More than four months after his arrest at a Moscow airport for possession of cannabis, a Russian court has set July 1 as the date for the start of the criminal trial of American basketball star Brittney Griner.
The Phoenix Mercury star was also ordered to remain in custody for the duration of his criminal trial. She could spend 10 years in prison if convicted of large-scale drug transport. Less than 1% of defendants in Russian criminal cases are acquitted and, unlike the United States, acquittals can be overturned.
On Monday, a court in the Moscow suburb of Khimki extended Griner’s detention for another six months after he appeared for a preliminary hearing held behind closed doors. Photos obtained by the AP showed her in handcuffs. Griner had previously been ordered to remain in pretrial detention until July 2.
Griner’s detention and trial come at an extraordinarily low point in Moscow-Washington relations. She was arrested at Sheremetyevo airport in Moscow less than a week before Russia sent troops to Ukraine, adding to already high tensions.

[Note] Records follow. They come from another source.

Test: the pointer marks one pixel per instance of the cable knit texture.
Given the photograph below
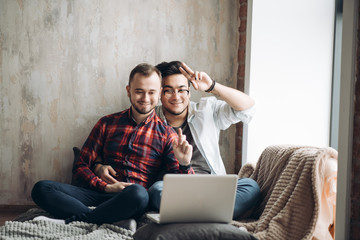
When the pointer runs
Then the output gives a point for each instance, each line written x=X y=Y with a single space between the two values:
x=49 y=230
x=291 y=180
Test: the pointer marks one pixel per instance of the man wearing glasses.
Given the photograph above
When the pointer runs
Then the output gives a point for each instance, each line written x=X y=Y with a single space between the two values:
x=201 y=123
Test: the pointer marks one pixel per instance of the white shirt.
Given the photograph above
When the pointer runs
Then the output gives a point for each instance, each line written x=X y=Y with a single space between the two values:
x=206 y=118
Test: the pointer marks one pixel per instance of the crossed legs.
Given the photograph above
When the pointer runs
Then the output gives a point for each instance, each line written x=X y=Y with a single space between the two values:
x=72 y=203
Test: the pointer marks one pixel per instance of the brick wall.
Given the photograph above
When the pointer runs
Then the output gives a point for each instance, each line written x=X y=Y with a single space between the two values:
x=241 y=78
x=355 y=178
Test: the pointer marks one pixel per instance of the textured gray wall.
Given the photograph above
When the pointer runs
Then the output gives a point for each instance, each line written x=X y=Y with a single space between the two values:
x=64 y=64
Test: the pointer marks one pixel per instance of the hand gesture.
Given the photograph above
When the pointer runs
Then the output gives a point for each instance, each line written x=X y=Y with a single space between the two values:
x=182 y=149
x=200 y=80
x=117 y=187
x=106 y=173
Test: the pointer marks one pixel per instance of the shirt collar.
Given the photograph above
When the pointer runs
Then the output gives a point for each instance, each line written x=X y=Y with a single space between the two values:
x=146 y=121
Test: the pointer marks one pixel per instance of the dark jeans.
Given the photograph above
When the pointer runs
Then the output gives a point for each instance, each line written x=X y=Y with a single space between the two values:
x=247 y=196
x=71 y=203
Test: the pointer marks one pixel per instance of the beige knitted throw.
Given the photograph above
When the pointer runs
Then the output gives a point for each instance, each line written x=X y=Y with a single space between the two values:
x=290 y=179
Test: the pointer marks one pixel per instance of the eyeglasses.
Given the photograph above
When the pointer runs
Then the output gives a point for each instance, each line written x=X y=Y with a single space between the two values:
x=168 y=93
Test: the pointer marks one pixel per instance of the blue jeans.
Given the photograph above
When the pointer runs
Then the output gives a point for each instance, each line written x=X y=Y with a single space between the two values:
x=71 y=203
x=247 y=196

Amid the tensions, Griner supporters had kept a low profile in hopes of a quiet resolution, until May, when the State Department reclassified her as wrongfully detained and transferred oversight of his case to his special presidential envoy for hostage affairs, effectively the US government’s chief negotiator.
The move drew additional attention to Griner’s case, with supporters encouraging a prisoner swap similar to the one in April that brought home Navy veteran Trevor Reed in exchange for a Russian pilot convicted of conspiracy. of drug trafficking.

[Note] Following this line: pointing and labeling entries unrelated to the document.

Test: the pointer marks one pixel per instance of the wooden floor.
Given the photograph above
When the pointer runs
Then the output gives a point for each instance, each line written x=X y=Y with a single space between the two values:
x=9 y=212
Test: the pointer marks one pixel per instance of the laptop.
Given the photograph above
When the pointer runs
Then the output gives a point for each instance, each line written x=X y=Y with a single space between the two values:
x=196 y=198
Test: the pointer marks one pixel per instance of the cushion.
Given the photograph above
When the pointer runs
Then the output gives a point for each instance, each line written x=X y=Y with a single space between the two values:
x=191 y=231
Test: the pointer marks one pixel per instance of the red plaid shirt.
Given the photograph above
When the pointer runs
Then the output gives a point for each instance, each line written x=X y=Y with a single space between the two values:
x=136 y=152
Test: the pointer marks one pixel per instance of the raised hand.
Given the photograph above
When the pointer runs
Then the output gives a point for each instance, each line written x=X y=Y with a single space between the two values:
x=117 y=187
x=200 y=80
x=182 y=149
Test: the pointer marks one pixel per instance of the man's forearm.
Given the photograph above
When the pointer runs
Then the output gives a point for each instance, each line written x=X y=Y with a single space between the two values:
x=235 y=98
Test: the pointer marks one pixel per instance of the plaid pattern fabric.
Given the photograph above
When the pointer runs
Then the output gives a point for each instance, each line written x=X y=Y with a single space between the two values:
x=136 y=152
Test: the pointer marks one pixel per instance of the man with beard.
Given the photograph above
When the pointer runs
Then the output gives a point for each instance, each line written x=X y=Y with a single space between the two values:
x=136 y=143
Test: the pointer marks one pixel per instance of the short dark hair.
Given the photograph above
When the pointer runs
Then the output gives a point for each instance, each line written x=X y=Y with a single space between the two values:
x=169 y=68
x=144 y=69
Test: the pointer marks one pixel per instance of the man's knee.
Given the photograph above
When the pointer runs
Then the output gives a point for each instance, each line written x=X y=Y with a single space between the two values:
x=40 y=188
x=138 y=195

Russian media have repeatedly speculated that she could be traded for Russian arms dealer Viktor Bout, nicknamed ‘the dealer of death’, who is serving a 25-year sentence for conspiring to kill citizens. Americans and aiding a terrorist organization.
Russia has been agitating for years for Bout’s release. But the discrepancy between Griner’s case – she was allegedly found in possession of cannabis-containing vape cartridges – oil and Bout’s global arms deals could make such an exchange unpleasant in the United States.
Others have suggested she could be traded in tandem with Paul Whelan, a former naval and security director serving a 16-year sentence on an espionage conviction the United States has repeatedly described as a set up.
US Secretary of State Antony Blinken was asked on CNN on Sunday whether a joint trade of Griner and Whelan for Bout was being considered. He dodged the question.
“As a general proposition … I have no higher priority than making sure that Americans who are illegally detained in one way or another around the world get home,” he said. declared. But “I can’t comment in detail on what we’re doing except to say it’s a top priority.”
Any swap would apparently require Griner to be convicted and sentenced first, then seek a presidential pardon, Maria Yarmush, a lawyer specializing in international civil cases, told the Kremlin-funded RT TV channel.